Oh, es demasiado linda.
Qué debería hacer con ella.
—Ahora levántate, el desayuno estará listo en unos minutos.
Estaba a punto de salir de la cama cuando ella sujetó mi brazo.
La miré con preguntas en mis ojos.
Se arrodilló y me besó en la mejilla.
La miré sorprendido por este adorable gesto.
—Esposa, no me provoques.
No quiero quedarme en la cama todo el día —la provoqué.
—Oh cállate esposo.
Tienes genes muy pervertidos, ¿sabes?
—Sí, sí, muchas gracias por el adorable comentario —me reí de su comentario.
Lexa Blake POV
Me despertó y me preparé.
Iba a bajar para hacer algo para nuestro desayuno.
Mientras bajaba las escaleras.
Me estaba mirando.
Puedo sentir sus ojos en mi cuerpo.
Mi cara se ha puesto rosada.
La forma en que me miraba.
Me sentí muy tímida.
Literalmente estaba perforando agujeros en mi cuerpo con sus ojos.
Cuando llegué a él, dije:
—Deja de escanearme, pervertido —él se rió de eso.

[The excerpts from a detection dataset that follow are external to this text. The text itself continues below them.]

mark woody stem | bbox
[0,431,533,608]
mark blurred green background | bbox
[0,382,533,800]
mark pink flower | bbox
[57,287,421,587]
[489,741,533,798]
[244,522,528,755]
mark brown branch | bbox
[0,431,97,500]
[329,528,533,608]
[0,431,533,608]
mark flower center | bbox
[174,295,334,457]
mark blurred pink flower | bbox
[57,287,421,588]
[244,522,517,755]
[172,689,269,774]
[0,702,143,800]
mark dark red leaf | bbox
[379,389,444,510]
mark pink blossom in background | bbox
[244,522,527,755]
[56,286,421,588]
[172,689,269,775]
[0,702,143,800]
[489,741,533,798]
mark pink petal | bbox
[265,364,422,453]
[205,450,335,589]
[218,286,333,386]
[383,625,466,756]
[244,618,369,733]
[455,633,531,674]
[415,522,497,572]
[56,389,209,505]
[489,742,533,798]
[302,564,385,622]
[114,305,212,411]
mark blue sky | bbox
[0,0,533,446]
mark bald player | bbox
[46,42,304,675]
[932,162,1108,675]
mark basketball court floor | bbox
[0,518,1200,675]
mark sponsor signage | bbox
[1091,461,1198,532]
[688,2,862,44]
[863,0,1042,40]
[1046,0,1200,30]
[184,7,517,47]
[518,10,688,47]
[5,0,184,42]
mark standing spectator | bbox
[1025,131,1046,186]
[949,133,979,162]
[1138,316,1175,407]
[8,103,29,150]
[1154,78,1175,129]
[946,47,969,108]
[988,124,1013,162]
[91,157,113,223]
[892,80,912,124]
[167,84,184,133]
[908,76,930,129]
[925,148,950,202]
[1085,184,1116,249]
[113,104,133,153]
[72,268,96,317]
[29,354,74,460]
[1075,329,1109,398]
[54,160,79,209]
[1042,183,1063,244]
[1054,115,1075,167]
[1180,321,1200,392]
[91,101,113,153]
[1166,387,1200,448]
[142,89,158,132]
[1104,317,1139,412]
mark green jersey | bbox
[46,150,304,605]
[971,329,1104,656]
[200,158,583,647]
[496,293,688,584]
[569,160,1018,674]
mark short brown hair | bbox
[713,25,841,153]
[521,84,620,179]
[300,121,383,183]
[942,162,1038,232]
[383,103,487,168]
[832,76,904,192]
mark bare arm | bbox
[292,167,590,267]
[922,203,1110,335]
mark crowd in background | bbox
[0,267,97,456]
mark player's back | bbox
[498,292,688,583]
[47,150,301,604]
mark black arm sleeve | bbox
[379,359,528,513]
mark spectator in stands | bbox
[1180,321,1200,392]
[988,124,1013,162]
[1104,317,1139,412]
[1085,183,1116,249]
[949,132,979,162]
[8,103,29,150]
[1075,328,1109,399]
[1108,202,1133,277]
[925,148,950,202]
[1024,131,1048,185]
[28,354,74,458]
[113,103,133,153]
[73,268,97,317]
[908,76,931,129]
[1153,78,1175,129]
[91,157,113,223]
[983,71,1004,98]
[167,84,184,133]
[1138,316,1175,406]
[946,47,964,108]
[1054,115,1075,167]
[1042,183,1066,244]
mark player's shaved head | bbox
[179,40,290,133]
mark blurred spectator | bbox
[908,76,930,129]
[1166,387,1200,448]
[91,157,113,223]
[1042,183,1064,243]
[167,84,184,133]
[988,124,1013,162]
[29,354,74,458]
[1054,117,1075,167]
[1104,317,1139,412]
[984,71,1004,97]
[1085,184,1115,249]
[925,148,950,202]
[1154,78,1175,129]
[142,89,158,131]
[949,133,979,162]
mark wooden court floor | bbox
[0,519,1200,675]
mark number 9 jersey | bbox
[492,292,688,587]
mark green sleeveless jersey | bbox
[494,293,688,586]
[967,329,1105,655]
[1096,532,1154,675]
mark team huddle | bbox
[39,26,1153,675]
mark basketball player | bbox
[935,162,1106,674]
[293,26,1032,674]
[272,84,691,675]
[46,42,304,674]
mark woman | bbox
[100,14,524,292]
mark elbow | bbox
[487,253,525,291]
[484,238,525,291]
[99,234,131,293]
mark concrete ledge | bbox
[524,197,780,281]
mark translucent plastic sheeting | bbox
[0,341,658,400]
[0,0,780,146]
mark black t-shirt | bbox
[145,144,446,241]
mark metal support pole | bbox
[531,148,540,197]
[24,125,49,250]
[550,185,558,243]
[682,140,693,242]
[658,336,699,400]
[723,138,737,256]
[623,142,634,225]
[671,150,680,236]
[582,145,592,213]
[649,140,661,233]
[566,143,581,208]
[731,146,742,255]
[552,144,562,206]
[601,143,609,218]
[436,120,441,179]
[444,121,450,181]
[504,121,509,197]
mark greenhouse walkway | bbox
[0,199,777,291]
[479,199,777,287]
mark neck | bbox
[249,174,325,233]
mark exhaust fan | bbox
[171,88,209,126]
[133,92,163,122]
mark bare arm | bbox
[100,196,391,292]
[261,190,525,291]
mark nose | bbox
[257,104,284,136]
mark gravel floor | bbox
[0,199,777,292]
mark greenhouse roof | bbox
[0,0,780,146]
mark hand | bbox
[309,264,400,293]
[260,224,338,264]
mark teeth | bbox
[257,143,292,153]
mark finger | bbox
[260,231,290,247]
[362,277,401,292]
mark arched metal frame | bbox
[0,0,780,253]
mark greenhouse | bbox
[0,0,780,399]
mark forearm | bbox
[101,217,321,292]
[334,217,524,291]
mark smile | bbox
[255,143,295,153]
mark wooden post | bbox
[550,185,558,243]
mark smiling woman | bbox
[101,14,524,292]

—Oh esposa, solo estaba mirando la adorable combinación que hiciste de blanco con ropa interior negra —me provocó.
Se estaba riendo de mi situación.
—Oh cállate.
Tengo hambre.
¿Qué comemos para el almuerzo?
—en realidad pasamos medio día en la cama y ahora era la hora del almuerzo.